1. Best rated companies providing accidental life insurance to AMERICAN CITIZENS for INTERNATIONAL TRAVEL.
2. Is there a limit ( like based on income, etc ) for the insured amount.
3. Can the beneficiary be someone else besides the spouse or children?
4. What is considered an accident and what not?
5. How it's gonna be investigated?........is it true that the insurance companies do everything possible to present an accidental death as being some sort of normal health condition event and deny the claim?

Total Comments: 4

Posted: Sun Oct 03, 2010 04:00 am Post Subject:

accidental life insurance



This is a misnomer. There is life insurance (dead is dead) and there is accidental death benefits (dead by accident is dead, dead from any other cause is too bad and might as well not have paid for the insurance).

How can you spot the difference easily? Life insurance requires an application (usually multiple pages) and (probably) medical underwriting above a certain amount of coverage. Premiums will be hundreds or thousands of dollars per year.

An insurer offering accidental death benefits could care less about your health, since a medical death is not covered, so the application for their policy is usually one page. All they really care about is whether you have a bank account they can draft for your monthly premium which might be as little as $10 or $20 per month.

What is considered an accident and what not?



If you don't want to be concerned with the answer to that question, you need LIFE INSURANCE, not accidental death benefits.

Posted: Sat Oct 09, 2010 10:54 am Post Subject:

is it true that the insurance companies do everything possible to present an accidental death as being some sort of normal health condition event and deny the claim?


Probably you need to present a number of documents in order to confirm that the death was indeed caused by an accident. I guess you'll need to show a doctor's certificate stating the cause (or the death certificate) which is to be followed by post-mortem details, police report etc. If there's anything suspicious or if you fail to present a named doc, then probably the claim will be further investigated or cancelled.

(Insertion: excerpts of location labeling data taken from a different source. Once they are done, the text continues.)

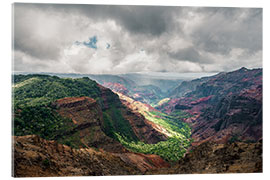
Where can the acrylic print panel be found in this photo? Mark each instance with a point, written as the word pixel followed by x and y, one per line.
pixel 129 90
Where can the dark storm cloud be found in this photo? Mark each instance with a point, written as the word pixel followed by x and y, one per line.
pixel 150 20
pixel 199 39
pixel 228 28
pixel 189 54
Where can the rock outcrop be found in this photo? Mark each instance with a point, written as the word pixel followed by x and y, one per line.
pixel 211 158
pixel 36 157
pixel 86 114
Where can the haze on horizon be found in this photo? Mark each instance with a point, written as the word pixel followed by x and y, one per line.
pixel 100 39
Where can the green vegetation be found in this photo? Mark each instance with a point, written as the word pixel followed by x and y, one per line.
pixel 35 113
pixel 173 148
pixel 115 123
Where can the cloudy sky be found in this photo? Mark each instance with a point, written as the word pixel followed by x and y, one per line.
pixel 122 39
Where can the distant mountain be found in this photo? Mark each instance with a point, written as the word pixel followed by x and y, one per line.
pixel 82 114
pixel 224 107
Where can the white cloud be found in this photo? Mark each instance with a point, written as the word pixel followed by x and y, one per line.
pixel 194 39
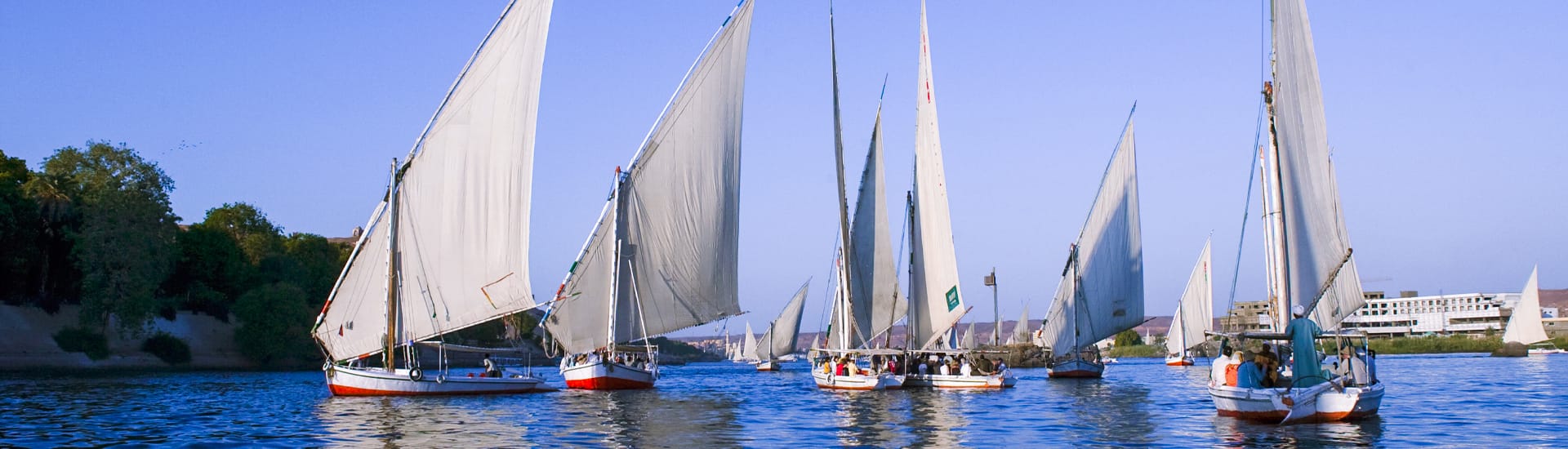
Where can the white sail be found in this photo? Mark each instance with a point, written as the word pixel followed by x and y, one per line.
pixel 1196 311
pixel 875 286
pixel 1525 326
pixel 676 216
pixel 1102 289
pixel 1314 234
pixel 935 299
pixel 780 338
pixel 463 203
pixel 1021 328
pixel 748 347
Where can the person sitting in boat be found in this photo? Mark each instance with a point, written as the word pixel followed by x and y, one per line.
pixel 1252 371
pixel 983 367
pixel 1353 367
pixel 1303 346
pixel 1217 371
pixel 1272 372
pixel 490 367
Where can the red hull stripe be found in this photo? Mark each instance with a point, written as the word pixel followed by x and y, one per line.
pixel 858 388
pixel 1278 415
pixel 341 389
pixel 608 384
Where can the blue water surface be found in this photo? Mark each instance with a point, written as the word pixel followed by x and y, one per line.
pixel 1432 401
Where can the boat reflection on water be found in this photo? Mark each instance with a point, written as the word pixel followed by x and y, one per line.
pixel 1107 411
pixel 577 418
pixel 424 421
pixel 872 418
pixel 938 416
pixel 1245 433
pixel 648 418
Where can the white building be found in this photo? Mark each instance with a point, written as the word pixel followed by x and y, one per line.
pixel 1441 314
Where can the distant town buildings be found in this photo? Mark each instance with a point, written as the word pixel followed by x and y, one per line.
pixel 1247 318
pixel 1411 314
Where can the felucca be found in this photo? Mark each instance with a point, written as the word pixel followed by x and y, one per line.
pixel 448 247
pixel 748 346
pixel 1101 289
pixel 778 341
pixel 664 253
pixel 935 300
pixel 1194 316
pixel 866 299
pixel 1525 326
pixel 1308 256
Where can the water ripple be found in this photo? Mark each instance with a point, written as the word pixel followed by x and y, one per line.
pixel 1432 401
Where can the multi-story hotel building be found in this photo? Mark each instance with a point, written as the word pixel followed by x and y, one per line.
pixel 1410 314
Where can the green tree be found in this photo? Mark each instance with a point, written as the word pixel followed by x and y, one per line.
pixel 211 272
pixel 274 326
pixel 257 236
pixel 20 229
pixel 124 250
pixel 119 228
pixel 1129 338
pixel 56 273
pixel 306 261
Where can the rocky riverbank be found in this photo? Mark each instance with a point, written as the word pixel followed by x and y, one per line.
pixel 29 343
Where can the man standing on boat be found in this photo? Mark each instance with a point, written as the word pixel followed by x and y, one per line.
pixel 1303 347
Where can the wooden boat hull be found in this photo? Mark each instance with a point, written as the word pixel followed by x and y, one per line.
pixel 858 382
pixel 1267 404
pixel 608 376
pixel 376 382
pixel 1076 369
pixel 974 382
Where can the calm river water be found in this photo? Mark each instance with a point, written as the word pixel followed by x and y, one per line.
pixel 1432 401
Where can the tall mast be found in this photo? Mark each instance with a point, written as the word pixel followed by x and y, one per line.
pixel 390 357
pixel 996 309
pixel 838 151
pixel 1281 253
pixel 913 313
pixel 615 273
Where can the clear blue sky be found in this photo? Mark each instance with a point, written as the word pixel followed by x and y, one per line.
pixel 1446 120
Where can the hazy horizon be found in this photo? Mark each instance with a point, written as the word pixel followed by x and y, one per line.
pixel 1445 122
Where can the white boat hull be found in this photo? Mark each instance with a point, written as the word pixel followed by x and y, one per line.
pixel 1267 404
pixel 608 376
pixel 378 382
pixel 858 380
pixel 957 380
pixel 1076 369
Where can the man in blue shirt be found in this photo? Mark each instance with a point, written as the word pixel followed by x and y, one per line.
pixel 1303 347
pixel 1252 371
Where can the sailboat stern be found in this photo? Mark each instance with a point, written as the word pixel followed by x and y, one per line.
pixel 342 380
pixel 1267 404
pixel 1076 367
pixel 608 376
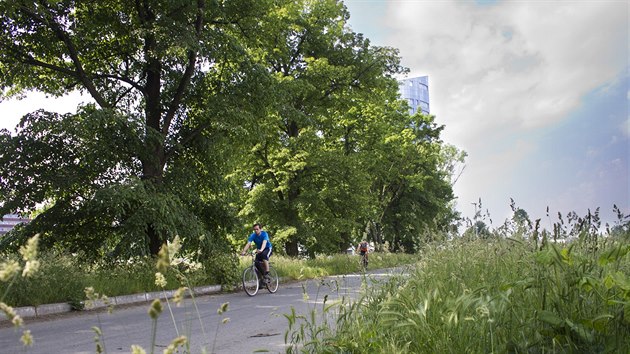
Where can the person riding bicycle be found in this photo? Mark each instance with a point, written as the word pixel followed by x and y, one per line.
pixel 263 247
pixel 363 249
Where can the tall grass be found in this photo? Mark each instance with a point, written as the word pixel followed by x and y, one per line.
pixel 498 295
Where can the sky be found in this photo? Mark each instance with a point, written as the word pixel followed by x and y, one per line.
pixel 536 92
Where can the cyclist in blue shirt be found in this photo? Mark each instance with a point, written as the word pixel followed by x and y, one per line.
pixel 263 247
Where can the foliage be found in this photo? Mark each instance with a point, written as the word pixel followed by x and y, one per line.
pixel 205 116
pixel 165 78
pixel 497 295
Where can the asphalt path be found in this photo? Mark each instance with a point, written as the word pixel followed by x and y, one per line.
pixel 250 324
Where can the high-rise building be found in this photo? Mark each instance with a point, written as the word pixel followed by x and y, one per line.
pixel 9 221
pixel 416 91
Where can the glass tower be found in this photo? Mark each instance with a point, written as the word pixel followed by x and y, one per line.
pixel 416 91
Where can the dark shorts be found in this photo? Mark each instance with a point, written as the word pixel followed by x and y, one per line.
pixel 264 255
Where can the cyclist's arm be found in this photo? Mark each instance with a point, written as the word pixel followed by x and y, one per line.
pixel 246 247
pixel 262 246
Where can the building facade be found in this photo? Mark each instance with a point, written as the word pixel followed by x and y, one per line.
pixel 416 91
pixel 9 221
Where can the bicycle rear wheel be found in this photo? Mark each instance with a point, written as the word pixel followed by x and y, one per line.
pixel 272 285
pixel 250 281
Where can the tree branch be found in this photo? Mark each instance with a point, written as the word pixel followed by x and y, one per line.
pixel 63 36
pixel 190 67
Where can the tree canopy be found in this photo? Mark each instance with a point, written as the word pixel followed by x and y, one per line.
pixel 207 116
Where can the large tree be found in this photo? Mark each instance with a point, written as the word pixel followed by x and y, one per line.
pixel 304 177
pixel 170 84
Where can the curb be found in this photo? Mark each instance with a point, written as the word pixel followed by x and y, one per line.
pixel 51 309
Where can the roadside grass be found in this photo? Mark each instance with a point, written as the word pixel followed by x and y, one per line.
pixel 61 278
pixel 503 295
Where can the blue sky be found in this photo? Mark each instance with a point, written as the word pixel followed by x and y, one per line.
pixel 536 92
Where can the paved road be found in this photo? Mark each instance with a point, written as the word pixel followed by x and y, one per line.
pixel 255 323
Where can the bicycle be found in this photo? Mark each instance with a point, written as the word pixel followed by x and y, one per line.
pixel 253 278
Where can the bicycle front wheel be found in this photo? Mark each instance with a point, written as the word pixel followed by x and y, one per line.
pixel 250 281
pixel 272 285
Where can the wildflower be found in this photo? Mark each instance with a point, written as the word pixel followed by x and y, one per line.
pixel 163 260
pixel 177 342
pixel 8 269
pixel 30 268
pixel 179 295
pixel 136 349
pixel 17 321
pixel 156 309
pixel 27 338
pixel 174 247
pixel 160 280
pixel 29 252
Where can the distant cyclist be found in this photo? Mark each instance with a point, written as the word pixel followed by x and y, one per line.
pixel 363 248
pixel 263 247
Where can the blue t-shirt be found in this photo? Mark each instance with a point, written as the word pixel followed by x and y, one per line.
pixel 258 239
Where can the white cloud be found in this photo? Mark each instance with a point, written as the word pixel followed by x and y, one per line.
pixel 14 109
pixel 512 71
pixel 513 65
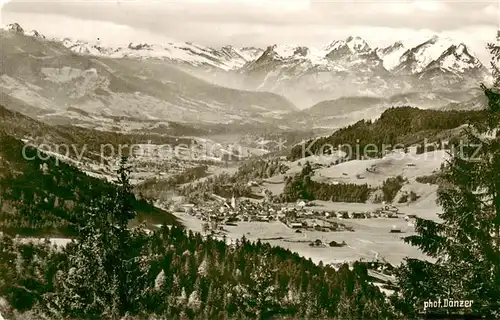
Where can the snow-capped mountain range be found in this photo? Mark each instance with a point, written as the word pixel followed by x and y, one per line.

Posted: Mon Oct 11, 2010 12:36 pm Post Subject:

What is considered an accident and what not?


Usually, it should cover mishaps on road that bear the risk of death.

Can the beneficiary be someone else besides the spouse or children?

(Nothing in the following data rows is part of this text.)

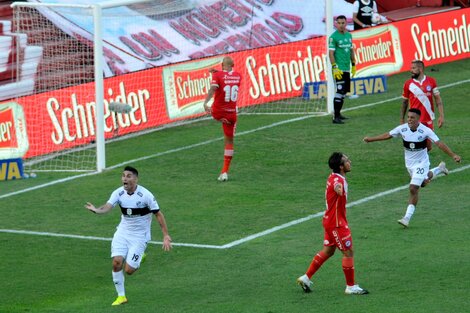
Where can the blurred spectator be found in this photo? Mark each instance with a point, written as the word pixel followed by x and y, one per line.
pixel 363 13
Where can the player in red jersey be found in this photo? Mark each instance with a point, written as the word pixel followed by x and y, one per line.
pixel 337 232
pixel 419 92
pixel 224 88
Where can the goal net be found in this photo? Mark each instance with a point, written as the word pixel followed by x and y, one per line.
pixel 155 57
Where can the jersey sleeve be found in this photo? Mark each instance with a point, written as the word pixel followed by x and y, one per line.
pixel 114 198
pixel 331 43
pixel 396 131
pixel 356 7
pixel 152 203
pixel 406 90
pixel 215 79
pixel 435 90
pixel 432 135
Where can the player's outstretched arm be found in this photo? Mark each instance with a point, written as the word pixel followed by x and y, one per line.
pixel 384 136
pixel 404 108
pixel 102 209
pixel 440 108
pixel 447 150
pixel 166 237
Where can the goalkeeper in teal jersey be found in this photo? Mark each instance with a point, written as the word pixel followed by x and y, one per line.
pixel 343 62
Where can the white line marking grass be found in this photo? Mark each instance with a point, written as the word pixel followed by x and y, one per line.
pixel 207 142
pixel 236 242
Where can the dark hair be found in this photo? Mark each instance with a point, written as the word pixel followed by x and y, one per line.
pixel 335 161
pixel 414 110
pixel 419 63
pixel 132 169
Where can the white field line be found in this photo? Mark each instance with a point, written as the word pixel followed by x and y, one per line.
pixel 236 242
pixel 205 143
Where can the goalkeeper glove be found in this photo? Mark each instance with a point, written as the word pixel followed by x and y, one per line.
pixel 337 73
pixel 353 70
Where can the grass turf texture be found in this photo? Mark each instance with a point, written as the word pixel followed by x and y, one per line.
pixel 278 175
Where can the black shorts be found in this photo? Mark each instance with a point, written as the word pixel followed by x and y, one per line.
pixel 343 85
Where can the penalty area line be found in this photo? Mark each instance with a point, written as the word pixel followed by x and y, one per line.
pixel 236 242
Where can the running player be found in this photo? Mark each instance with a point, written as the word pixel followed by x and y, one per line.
pixel 419 92
pixel 414 135
pixel 343 62
pixel 133 232
pixel 337 232
pixel 224 89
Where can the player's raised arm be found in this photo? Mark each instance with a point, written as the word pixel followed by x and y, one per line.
pixel 166 237
pixel 102 209
pixel 384 136
pixel 447 150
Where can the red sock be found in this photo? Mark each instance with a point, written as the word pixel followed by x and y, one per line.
pixel 228 153
pixel 348 269
pixel 317 262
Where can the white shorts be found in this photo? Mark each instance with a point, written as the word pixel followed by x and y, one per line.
pixel 130 247
pixel 418 173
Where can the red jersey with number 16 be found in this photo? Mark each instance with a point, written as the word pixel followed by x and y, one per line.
pixel 226 96
pixel 335 214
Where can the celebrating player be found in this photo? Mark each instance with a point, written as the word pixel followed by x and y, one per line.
pixel 341 53
pixel 415 135
pixel 337 232
pixel 133 232
pixel 418 93
pixel 224 88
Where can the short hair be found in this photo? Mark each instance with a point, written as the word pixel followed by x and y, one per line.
pixel 132 169
pixel 414 110
pixel 419 63
pixel 335 161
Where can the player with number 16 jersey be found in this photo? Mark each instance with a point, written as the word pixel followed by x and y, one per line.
pixel 224 88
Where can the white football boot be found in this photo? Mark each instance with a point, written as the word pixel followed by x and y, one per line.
pixel 355 290
pixel 304 282
pixel 404 222
pixel 223 177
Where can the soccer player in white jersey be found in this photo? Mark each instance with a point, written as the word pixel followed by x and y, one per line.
pixel 133 232
pixel 415 135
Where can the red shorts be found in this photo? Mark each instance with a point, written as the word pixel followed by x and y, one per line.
pixel 428 123
pixel 339 237
pixel 229 121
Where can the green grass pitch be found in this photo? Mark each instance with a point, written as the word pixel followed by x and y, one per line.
pixel 278 176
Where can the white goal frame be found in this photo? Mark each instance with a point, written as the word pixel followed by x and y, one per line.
pixel 98 57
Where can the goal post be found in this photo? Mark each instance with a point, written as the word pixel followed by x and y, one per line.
pixel 66 63
pixel 154 58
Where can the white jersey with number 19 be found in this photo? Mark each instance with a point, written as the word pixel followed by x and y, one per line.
pixel 414 143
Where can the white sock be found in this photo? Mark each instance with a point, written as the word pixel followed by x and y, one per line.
pixel 409 211
pixel 118 279
pixel 435 171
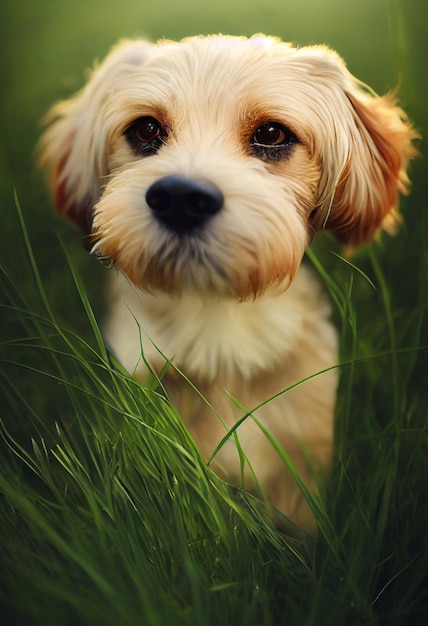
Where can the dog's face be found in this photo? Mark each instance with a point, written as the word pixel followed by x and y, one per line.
pixel 208 165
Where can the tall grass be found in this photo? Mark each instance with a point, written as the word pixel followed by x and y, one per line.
pixel 110 516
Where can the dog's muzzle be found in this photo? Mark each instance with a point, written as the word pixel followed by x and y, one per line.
pixel 182 204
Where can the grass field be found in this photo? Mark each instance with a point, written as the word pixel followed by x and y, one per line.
pixel 108 515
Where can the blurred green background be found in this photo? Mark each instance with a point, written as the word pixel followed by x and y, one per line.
pixel 46 47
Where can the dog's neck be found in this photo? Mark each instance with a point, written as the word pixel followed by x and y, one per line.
pixel 211 339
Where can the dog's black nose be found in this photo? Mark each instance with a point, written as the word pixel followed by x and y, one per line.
pixel 183 204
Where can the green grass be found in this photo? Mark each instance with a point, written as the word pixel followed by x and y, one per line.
pixel 108 515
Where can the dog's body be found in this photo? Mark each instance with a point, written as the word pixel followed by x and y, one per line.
pixel 203 169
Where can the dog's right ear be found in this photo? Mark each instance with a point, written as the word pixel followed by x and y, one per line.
pixel 73 148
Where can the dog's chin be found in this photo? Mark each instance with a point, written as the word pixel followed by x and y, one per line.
pixel 197 265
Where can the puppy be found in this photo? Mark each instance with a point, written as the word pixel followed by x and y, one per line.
pixel 202 170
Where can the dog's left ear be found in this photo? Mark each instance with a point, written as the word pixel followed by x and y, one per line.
pixel 372 142
pixel 73 148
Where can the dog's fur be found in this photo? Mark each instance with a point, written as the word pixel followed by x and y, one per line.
pixel 226 301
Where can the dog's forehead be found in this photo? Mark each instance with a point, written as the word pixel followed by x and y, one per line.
pixel 211 75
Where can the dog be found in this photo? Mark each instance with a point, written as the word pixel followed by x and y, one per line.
pixel 202 170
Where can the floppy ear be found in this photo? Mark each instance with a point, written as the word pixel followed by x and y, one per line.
pixel 73 148
pixel 367 194
pixel 368 143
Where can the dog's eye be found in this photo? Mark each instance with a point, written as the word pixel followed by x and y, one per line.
pixel 272 141
pixel 145 135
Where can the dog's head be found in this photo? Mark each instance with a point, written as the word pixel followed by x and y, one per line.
pixel 208 165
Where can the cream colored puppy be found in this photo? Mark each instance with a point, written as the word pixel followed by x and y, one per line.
pixel 202 170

If the carrier is not too worried about your health, then I see no reason why they'd bother about your beneficiary. But yeah, you need to go through the offer doc very carefully.

Posted: Mon Oct 11, 2010 02:42 pm Post Subject:

If the carrier is not too worried about your health, then I see no reason why they'd bother about your beneficiary.



Steven . . .

I'm surprised by your answer. Your insurance knowledge is better than that. Any policy that provides a "death benefit" -- including "accidental death" policies such as travel accident insurance -- allows the insured to name a beneficiary to receive the proceeds.

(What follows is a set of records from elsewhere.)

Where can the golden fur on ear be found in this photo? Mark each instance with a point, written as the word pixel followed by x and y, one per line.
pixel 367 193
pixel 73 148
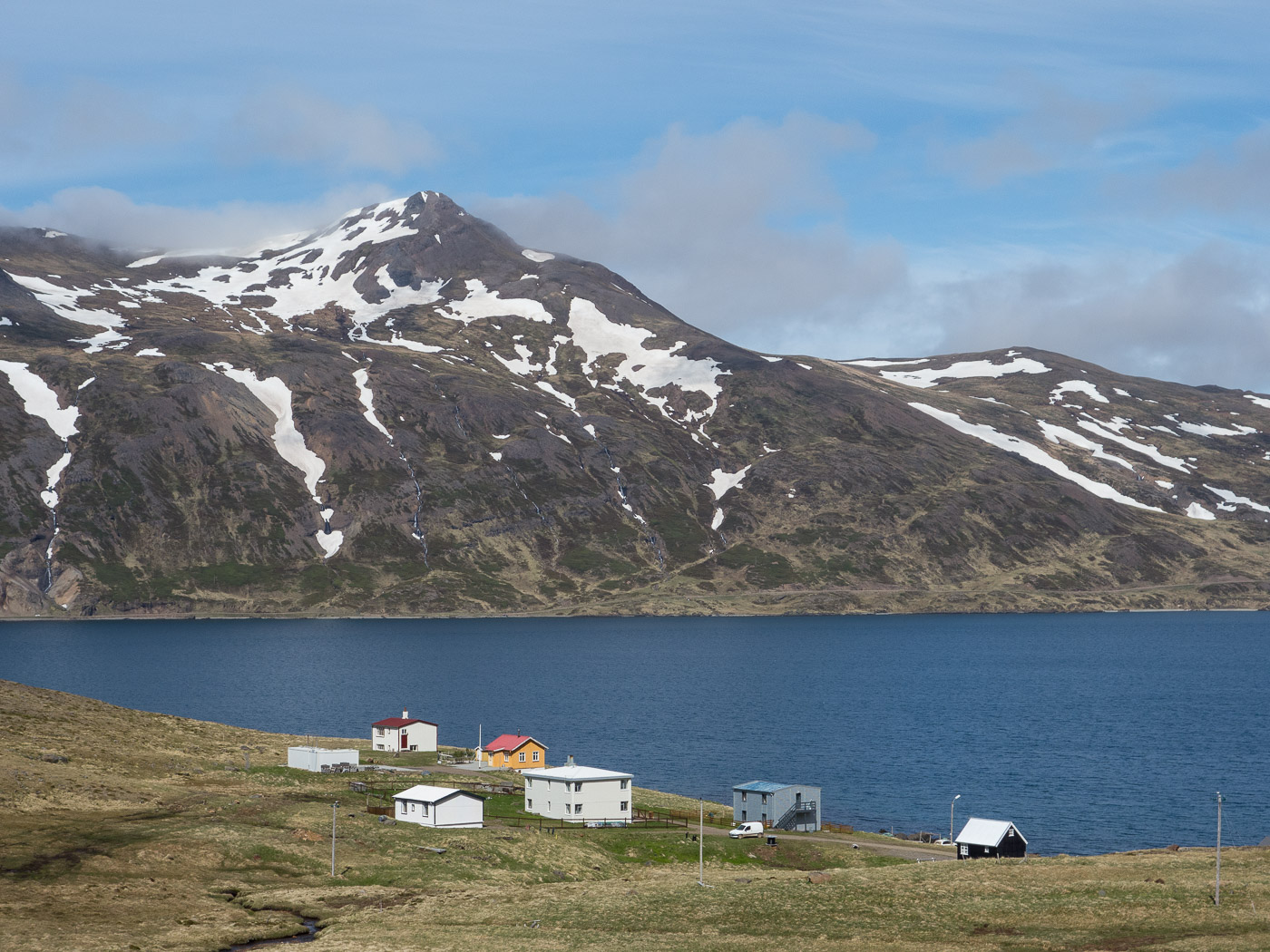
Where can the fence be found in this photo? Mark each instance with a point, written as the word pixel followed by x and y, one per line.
pixel 686 816
pixel 552 825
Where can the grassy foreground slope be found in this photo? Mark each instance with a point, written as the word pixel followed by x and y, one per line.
pixel 149 835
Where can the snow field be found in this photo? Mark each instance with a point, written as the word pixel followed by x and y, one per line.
pixel 644 368
pixel 962 370
pixel 1076 386
pixel 367 397
pixel 1032 453
pixel 288 441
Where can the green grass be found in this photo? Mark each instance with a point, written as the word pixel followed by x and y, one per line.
pixel 146 840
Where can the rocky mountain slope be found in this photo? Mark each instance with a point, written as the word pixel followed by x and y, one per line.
pixel 412 414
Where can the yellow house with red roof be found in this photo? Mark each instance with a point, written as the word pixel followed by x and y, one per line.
pixel 513 752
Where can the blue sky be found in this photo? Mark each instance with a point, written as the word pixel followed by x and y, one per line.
pixel 842 180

Naming a beneficiary, in any policy that allows it, has nothing to do with the "health" of the insured. It is only about giving instructions to the insurance company with regard to whom the death benefit will be paid, instead of having to pay it to a dead person's estate, then leaving it up to a court to parcel the money out to creditors first, and perhaps leaving nothing to anyone the dead insured would have wanted the money to go to in the first place.

"Life Insurance for International Travel" is usually not life insurance, but is an accidental (i.e., "travel accident") death benefit instead. The only death payable under such policies is one that is determined to be "accidental". Death doesn't have to happen "on the road" so to speak.

As such, it may require the death of the insured to occur as a pedestrian (as in being struck by a moving vehicle) or while being conveyed as an "occupant" by a "common carrier" (taxi, towncar, bus, subway, passenger airliner, ferry, moving sidewalk, escalator, elevator, etc -- but NOT while in a private passenger auto (including one's own rental car) or general aviation aircraft).

Death that results from medical causes, such as heart attack, stroke, food poisoning, cancer, etc, is not covered. Choking to death on a piece of food would be an accident, but dying as the result of a known food allergy, even though the offending food (such as certain seafood or nut products) was inadvertently ingested, might not be an "accident".

"Accidents" are most commonly defined as: "An accident is a specific, identifiable, unexpected, unusual and unintended external action which occurs in a particular time and place, without apparent or deliberate cause but with marked effects." Such a definition could exclude both murder and suicide as an accident (some states do not allow such exclusions under the definition of accident). Notice the word "external" -- that is an important tidbit of vocabulary.

Accidental death benefits are sometimes added by rider to life insurance policies in order to increase the total amount payable to a beneficiary if the death results from an accidental cause ("double indemnity" or "triple indemnity"). Dead is dead, and the policy pays. Dead by accident, and the policy pays more that dead by other causes.